The Italian olive oil sector has stalled for years, unlike other countries that have invested in new plants and increased production. Self-sufficiency is not yet in sight; we have not managed to produce half of the national demand three times in the last four years. Italy’s mission is clear: to focus on indigenous cultivar that has always characterised our country, and to enhance its biodiversity that – along with quality – represents the future of Italian oil. To be successful, the keyword is distinctiveness, and that’s why we need a tracking system, where Unaprol (the largest Italian olive consortium) is invested, with a three-year program, the largest at the European level. It’s a crucial project to differentiate extra virgin olive oil and to guarantee safety and transparency to consumers on the origin of the product, following the regulations. It’s a strategic tool for companies in the olive business to be competitive in international markets, explains Pietro Sandali, Director of Unaprol. The 17% decline in export in the first nine months of 2017 should not be ignored. New paths, new challenges, new methods are affecting an evolving sector, and failing to seize such a moment would mean being cut off from the business altogether.

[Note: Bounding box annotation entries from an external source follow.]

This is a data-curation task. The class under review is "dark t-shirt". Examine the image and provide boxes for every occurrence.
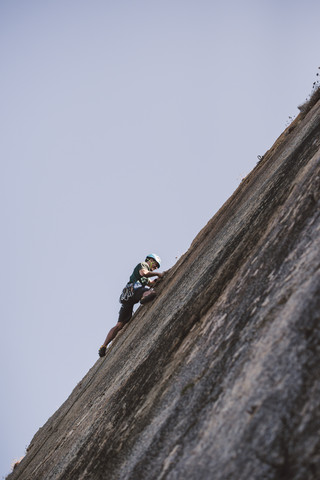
[129,262,151,285]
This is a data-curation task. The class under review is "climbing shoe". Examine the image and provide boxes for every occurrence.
[99,345,107,357]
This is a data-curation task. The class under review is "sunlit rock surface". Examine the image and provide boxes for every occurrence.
[9,97,320,480]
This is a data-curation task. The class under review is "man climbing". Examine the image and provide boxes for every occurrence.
[99,253,164,357]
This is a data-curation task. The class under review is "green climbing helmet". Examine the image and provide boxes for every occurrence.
[147,253,161,268]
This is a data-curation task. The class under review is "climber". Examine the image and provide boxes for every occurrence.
[99,253,164,357]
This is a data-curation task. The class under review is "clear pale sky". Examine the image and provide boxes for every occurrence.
[0,0,320,478]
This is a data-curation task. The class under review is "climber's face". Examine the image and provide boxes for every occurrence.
[148,258,158,271]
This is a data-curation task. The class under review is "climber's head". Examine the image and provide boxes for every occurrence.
[146,253,161,270]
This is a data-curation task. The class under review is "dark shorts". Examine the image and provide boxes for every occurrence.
[118,285,149,323]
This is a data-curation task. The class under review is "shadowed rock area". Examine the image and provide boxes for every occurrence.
[7,95,320,480]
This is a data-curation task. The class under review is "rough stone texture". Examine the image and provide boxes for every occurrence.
[8,101,320,480]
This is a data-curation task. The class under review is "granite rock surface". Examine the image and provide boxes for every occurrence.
[8,98,320,480]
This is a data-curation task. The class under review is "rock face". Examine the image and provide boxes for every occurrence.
[8,98,320,480]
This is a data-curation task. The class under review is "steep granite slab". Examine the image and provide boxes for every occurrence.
[9,102,320,480]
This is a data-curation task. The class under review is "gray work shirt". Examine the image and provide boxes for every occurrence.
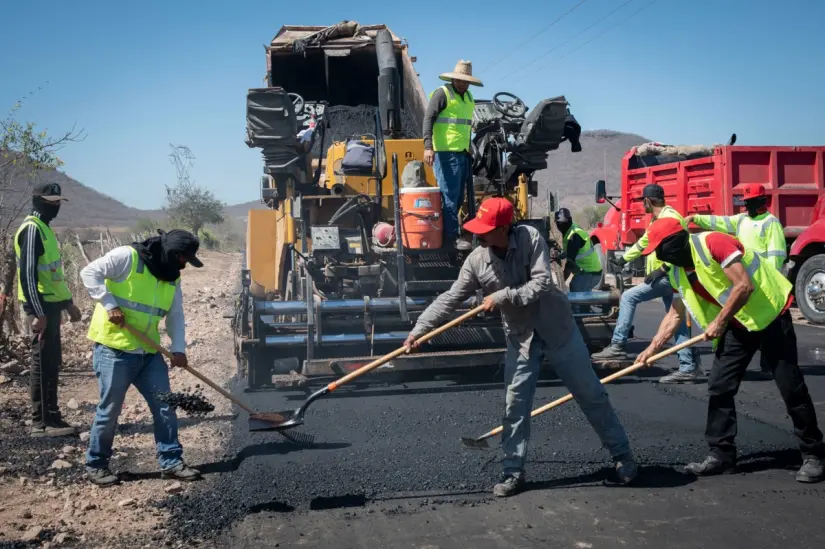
[411,225,578,357]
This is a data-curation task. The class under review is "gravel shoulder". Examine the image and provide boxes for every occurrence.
[0,251,241,547]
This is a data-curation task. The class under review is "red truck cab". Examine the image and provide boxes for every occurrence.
[590,144,825,324]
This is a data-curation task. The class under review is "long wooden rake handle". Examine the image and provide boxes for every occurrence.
[327,305,484,392]
[476,334,705,440]
[123,323,257,414]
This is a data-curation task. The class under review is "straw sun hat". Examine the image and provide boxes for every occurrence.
[439,59,484,86]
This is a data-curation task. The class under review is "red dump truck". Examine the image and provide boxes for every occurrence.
[590,146,825,324]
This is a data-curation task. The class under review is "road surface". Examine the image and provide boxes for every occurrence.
[163,302,825,549]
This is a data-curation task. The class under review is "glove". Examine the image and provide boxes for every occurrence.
[645,269,667,286]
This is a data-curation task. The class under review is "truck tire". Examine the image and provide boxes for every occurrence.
[794,254,825,324]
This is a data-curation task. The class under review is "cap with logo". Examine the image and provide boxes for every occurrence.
[32,183,69,202]
[464,198,513,234]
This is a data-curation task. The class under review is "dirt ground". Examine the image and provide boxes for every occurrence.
[0,251,241,547]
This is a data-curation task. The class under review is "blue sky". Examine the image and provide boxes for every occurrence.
[0,0,825,208]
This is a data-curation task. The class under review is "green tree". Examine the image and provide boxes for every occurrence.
[163,144,225,235]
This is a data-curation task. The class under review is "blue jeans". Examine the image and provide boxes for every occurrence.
[86,344,183,470]
[433,151,471,240]
[501,330,630,477]
[611,277,700,373]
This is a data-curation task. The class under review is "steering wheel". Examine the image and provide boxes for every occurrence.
[493,92,527,118]
[286,92,304,114]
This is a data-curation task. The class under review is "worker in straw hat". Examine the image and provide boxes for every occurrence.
[423,60,484,251]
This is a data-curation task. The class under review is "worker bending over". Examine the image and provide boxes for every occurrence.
[637,218,825,482]
[593,183,701,383]
[423,60,484,251]
[555,208,602,292]
[405,198,637,497]
[80,230,203,486]
[685,183,788,377]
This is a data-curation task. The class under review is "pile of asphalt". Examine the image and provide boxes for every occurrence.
[312,105,422,158]
[158,372,795,538]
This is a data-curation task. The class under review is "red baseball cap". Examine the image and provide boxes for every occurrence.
[742,183,766,200]
[464,198,513,234]
[642,217,685,255]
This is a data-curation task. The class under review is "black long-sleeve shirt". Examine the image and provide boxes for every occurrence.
[422,84,467,151]
[17,212,72,317]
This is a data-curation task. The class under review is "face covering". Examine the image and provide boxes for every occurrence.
[656,231,693,267]
[745,198,768,217]
[132,231,181,282]
[32,196,60,224]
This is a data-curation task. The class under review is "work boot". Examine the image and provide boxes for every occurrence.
[31,425,77,438]
[796,458,825,482]
[604,454,639,486]
[493,475,524,498]
[160,462,201,480]
[685,456,736,477]
[86,467,120,487]
[659,368,699,384]
[590,343,627,360]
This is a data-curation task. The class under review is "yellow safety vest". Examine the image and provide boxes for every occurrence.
[430,86,475,152]
[693,212,788,270]
[88,249,180,353]
[564,224,602,273]
[14,215,72,303]
[668,233,793,334]
[624,206,687,274]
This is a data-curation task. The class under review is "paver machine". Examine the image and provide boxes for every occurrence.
[233,21,618,390]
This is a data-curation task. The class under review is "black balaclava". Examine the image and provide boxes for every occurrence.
[32,196,60,225]
[555,208,573,235]
[656,231,693,268]
[745,196,768,217]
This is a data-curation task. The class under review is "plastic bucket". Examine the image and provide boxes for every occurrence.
[399,187,444,250]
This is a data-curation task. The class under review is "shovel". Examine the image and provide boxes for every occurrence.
[461,334,705,449]
[260,305,484,431]
[123,323,304,436]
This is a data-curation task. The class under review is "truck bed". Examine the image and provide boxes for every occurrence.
[620,146,825,245]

New jobs: expert tasters and oil sommeliers

There are more and more courses to train hospitality professionals, producers, retailers, and chefs. Consumers are also exploring this sector driven by the desire to know more and make a career out of it: an expert who can suggest how to recognize quality oil and match it with the right food. The only way consumers have to protect themselves from scams is to acquire the proper knowledge and recognize high-quality extra virgin olive oil. We would appreciate it if restaurant owners would be our allies in spreading this culture and offering selections through, for example, extra virgin olive oil lists, similar to wines, explains Nicola di Noia, Head of Coldiretti Oil. This way we would enhance an absolute Italian excellence, adding nutritional value and taste to dishes. At the restaurant, we should demand to be served oil that is packaged, labeled, and with a non-refillable pourer lid, as the law requires.

Oil shops are booming

Another expanding business is one of oil shops, where you can buy high-quality products from all over Italy (variety is not an issue, Italy is the country of olive biodiversity, with over 500 reported varieties of cultivar and the European record of quality for PDOs and PGIs with 46 brands recognised by the EU). These stores sell but also train and raise awareness of what’s behind olive production. If you taste high-quality oil, there’s no coming back, this is the leitmotif of the operators who organize themed events, tastings, and talks with producers for direct comparisons and label selections. Oil is highly perishable, and it’s impossible to build a cellar as for wines, which is why training is fundamental.

It’s tasting time!

Tasting is one of the best ways to approach this sector. Expert olive growers can tell consumers all the secrets of the products: fragrance and texture, colours and labels. One of the most popular formulas during farmer’s markets is ‘oil tutors’. They are expert professionals who give the chance to taste oils before purchase, and help consumers with matchings, maybe with what they have just bought, to enhance quality. International buyers are also increasing, and they are asking to participate in 100% Italian extra virgin olive oil tastings, which is a unique experience, where you can plunge into aromas, colours, and nuances that give shape to the imagination.